Since the total n and total m across all test cases are both at most 2·10^5, the complexity is effectively linear. The constant factor from the 81 residue pairs is tiny, making the solution easily fit within the 3-second limit.

Test Cases

# helper: run solution on input string, return output string
import sys, io

def run(inp: str) -> str:
    sys.stdin = io.StringIO(inp)
    out = io.StringIO()

    backup = sys.stdout
    sys.stdout = out

    def solve():
        input = sys.stdin.readline

        t = int(input())
        for _ in range(t):
            s = input().strip()
            n = len(s)

            w, m = map(int, input().split())

            pref = [0] * (n + 1)
            for i, ch in enumerate(s, 1):
                pref[i] = pref[i - 1] + int(ch)

            pos = [[] for _ in range(9)]

            for st in range(1, n - w + 2):
                rem = (pref[st + w - 1] - pref[st - 1]) % 9
                pos[rem].append(st)

            for _ in range(m):
                l, r, k = map(int, input().split())
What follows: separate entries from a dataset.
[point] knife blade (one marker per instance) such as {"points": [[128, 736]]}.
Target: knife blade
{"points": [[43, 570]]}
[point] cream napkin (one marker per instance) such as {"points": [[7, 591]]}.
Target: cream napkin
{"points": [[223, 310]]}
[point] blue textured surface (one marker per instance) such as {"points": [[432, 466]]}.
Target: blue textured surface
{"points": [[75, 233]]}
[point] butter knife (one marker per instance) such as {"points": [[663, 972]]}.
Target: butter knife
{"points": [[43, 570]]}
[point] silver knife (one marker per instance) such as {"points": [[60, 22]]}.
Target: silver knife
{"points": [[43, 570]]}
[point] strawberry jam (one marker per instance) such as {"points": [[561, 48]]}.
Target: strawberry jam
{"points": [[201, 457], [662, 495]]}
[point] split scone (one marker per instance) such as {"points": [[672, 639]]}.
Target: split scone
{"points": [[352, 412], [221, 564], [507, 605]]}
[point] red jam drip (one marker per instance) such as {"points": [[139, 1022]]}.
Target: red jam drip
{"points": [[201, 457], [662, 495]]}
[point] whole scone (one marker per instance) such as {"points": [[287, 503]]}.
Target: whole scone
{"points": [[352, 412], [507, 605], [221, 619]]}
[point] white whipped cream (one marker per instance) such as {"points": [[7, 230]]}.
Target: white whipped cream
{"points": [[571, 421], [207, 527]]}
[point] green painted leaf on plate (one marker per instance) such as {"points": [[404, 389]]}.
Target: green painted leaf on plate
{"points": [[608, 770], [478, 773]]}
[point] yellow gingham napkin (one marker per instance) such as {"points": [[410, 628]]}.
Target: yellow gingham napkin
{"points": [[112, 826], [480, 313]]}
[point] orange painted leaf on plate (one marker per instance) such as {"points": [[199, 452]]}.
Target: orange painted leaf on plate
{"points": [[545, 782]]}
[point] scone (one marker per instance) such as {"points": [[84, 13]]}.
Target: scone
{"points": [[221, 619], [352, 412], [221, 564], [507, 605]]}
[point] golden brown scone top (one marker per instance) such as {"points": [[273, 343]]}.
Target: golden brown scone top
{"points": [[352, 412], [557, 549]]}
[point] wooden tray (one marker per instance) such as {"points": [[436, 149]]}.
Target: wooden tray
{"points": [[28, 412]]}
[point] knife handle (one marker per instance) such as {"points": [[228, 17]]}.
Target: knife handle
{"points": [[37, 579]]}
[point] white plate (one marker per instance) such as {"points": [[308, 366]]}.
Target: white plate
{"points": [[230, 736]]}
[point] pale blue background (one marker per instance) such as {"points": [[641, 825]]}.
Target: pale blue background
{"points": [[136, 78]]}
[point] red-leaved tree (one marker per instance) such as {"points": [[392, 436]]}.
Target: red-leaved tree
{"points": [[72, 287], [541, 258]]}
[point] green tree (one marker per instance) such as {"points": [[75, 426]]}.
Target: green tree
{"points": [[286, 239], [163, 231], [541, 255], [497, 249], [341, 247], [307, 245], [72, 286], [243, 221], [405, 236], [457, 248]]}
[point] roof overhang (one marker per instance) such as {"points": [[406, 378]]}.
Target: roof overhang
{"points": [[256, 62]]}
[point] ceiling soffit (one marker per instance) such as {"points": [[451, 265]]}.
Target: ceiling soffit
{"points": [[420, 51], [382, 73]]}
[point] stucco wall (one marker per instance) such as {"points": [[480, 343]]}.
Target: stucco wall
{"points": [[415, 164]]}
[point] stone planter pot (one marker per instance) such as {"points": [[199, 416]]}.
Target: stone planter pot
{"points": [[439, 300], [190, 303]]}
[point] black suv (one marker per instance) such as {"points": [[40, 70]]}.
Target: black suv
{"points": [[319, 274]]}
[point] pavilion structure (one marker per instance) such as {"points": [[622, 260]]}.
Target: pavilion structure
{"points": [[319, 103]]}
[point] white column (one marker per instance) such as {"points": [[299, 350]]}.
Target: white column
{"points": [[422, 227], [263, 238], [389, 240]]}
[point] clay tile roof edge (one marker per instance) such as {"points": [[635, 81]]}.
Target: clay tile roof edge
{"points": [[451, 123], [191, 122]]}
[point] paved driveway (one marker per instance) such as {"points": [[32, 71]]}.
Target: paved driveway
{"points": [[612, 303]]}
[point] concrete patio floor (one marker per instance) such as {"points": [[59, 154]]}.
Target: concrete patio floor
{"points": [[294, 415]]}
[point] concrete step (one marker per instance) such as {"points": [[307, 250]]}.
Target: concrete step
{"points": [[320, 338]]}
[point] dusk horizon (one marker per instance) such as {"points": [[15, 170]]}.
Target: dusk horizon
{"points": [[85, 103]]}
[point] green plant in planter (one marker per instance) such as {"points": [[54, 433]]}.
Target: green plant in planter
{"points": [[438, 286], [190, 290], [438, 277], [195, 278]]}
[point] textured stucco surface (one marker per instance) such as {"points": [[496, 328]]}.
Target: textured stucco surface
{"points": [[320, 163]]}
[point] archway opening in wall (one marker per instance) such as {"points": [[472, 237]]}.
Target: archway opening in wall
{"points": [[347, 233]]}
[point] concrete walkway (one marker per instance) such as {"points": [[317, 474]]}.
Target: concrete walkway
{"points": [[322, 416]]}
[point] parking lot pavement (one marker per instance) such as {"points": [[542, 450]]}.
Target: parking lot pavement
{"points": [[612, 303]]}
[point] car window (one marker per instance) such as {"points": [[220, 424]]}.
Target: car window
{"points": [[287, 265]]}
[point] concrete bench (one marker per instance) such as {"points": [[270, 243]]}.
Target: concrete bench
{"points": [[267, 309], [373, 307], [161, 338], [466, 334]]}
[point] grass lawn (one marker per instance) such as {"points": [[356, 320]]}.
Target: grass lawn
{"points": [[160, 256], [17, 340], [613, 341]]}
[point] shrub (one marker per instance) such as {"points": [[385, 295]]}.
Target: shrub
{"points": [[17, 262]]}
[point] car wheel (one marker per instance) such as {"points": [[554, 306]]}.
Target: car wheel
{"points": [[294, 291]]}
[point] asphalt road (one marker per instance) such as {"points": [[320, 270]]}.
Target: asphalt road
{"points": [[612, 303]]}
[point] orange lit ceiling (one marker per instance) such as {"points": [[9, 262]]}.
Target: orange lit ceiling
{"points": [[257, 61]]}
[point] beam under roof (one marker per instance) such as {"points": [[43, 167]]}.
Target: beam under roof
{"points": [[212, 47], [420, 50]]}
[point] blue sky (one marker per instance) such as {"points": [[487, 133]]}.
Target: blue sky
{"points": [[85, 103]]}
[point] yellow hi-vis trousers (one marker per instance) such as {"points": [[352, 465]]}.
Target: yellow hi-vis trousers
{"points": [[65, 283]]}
                a = (pref[r] - pref[l - 1]) % 9
                best = None

                for x in range(9):
                    if not pos[x]:
                        continue

                    for y in range(9):
                        if (a * x + y) % 9 != k:
                            continue

                        if x != y:
                            if not pos[y]:
                                continue
                            cand = (pos[x][0], pos[y][0])
                        else:
                            if len(pos[x]) < 2:
                                continue
                            cand = (pos[x][0], pos[x][1])

                        if best is None or cand < best:
                            best = cand

                if best is None:
                    print("-1 -1")
                else:
                    print(best[0], best[1])

    solve()

    sys.stdout = backup
    return out.getvalue()

# sample
assert run("""1
1003004
4 1
1 2 1
""") == "2 4\n"

# minimum size
assert run("""1
10
1 1
1 1 1
""") == "1 2\n"

# all zeros
assert run("""1
0000
1 1
1 4 0
""") == "1 2\n"

# no solution
assert run("""1
111
2 1
2 2 6
""") == "-1 -1\n"

# same residue requires two occurrences
assert run("""1
000
1 1
1 3 0
""") == "1 2\n"
Test input Expected output What it validates
10, w=1 1 2 Smallest legal instance
0000, w=1 1 2 Leading zeros and residue 0
111, w=2 -1 -1 Correct rejection when equation impossible
000, w=1 1 2 Distinct positions required for same residue

Edge Cases

Consider:

1
0000
1 1
1 4 0

Every length-1 substring has residue 0. The bucket is:

pos[0] = [1,2,3,4]

The query substring also has residue 0, so the equation becomes:

$$0\cdot x+y\equiv0\pmod9.$$

Choosing x=y=0 is valid. Since the residues are equal, the algorithm requires two distinct positions and returns the first two occurrences, (1,2). This correctly handles leading zeros.

Now consider:

1
12
1 1
1 1 5

The residue buckets are:

pos[1] = [1]
pos[2] = [2]

The algorithm checks all 81 residue pairs. If none satisfy the equation, best remains None and -1 -1 is printed. No accidental answer is produced.

Finally, consider a case where the same residue must be used twice:

1
000
1 1
1 3 0

Here:

pos[0] = [1,2,3]

The residue pair (0,0) satisfies the equation. The algorithm does not use (1,1). Instead it explicitly takes the first two positions, producing (1,2), which respects the requirement that the chosen substrings be different.